The thing about payment processing is that it is necessary but not a core part of any app. And the subset of PCI-relevant data is much, much smaller than PHI data. Because of that, applying the Stripe model to HIPAA is much, much harder. Any identifiable information, as defined by HHS, linked to a health related service or payment, is considered PHI, and in scope for HIPAA. It’s far more likely an app would store and use a phone number or email or an IP address (in a log maybe), as an example of identifiable data, than an app would need to store a credit card number. And it’s far harder to build front-end libraries, like Stripe.js and Checkout, for the myriad of data and models health app developers will want to create and store that would be considered PHI.

It’s really hard, and we see it as a burden to developers, to prevent custom apps from acting as a passthrough and touching PHI. Separating logic from data is a hard thing to do, and we think has very limited use cases. And if apps touch (transmit, process, store) PHI then those apps are considered in scope of HIPAA and have to be secured to meet HIPAA requirements. And, as of 9/23/2013, so do all subcontractors used to build or run those apps.

Another fundamental difference with HIPAA is that the data you are storing is part of the core value of the app; if you build a health app, health data IS is your app. It’s not payment processing. It’s the data collected via a glucose monitor or a WiFi scale or an intake form or a virtual visit app (asynchronous telemed). The app has to use that data to power the app (provide logic) and provide a customized user experience. In the overwhelming majority of cases the app needs access to that data, and you can’t simply hand off the storage layer and make an app compliant or out of scope of HIPAA.

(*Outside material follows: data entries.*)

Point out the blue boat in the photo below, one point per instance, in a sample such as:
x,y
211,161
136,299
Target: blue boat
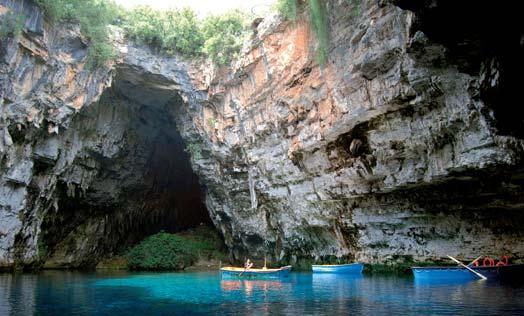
x,y
234,272
509,272
338,268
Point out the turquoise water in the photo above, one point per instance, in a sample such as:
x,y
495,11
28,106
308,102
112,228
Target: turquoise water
x,y
74,293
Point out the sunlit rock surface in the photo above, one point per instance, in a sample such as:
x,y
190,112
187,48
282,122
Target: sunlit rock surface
x,y
391,151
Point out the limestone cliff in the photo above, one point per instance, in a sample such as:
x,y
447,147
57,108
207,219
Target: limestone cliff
x,y
396,149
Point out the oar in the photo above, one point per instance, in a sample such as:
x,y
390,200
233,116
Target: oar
x,y
471,270
473,262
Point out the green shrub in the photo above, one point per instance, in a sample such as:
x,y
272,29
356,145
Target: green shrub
x,y
218,37
94,17
318,20
11,25
164,251
223,36
287,8
171,31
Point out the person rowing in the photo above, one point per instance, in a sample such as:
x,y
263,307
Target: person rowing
x,y
248,265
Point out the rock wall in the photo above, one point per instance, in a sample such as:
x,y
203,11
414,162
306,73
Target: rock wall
x,y
387,153
90,159
392,151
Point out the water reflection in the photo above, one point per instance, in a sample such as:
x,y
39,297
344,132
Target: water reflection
x,y
16,288
249,286
66,293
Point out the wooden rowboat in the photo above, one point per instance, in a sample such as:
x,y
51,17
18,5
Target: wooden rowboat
x,y
338,268
234,272
509,272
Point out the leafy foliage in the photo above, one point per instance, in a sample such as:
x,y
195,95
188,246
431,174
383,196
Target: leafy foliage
x,y
287,8
218,37
318,20
94,17
171,31
223,36
11,25
164,251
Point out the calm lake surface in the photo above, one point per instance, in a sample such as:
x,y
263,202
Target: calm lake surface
x,y
74,293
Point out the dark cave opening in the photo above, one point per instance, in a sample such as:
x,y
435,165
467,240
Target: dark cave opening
x,y
133,179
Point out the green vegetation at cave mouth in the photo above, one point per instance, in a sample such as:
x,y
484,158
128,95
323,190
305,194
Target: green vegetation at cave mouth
x,y
200,246
180,31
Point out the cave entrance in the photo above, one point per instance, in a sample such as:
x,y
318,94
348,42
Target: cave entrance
x,y
131,176
169,187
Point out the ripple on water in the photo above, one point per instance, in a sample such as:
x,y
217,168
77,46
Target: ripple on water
x,y
60,293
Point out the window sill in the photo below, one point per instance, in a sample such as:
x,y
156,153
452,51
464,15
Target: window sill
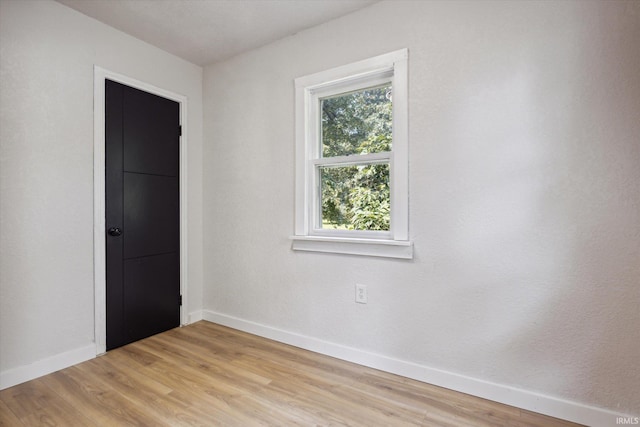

It’s why, after spending a lot of time researching the challenges of HIPAA security, we built Datica the way we did, with version 1 being essentially a HIPAA compliant BaaS offering, and not as an add-on for existing apps. Our platform (users, auth, storage, etc) is API-based, so could be used as storage layer, but we don’t think that’s a real path to HIPAA compliance. Datica Compliant Cloud includes additional features and flexibility, something we’re really excited about and hope will address more and more of the market need. Ultimately we want to give developers a simple way to add modern web services to health apps and, in the process, we want to mitigate risk for them and help them overcome some of the compliance roadblocks we encountered in building and selling apps in healthcare.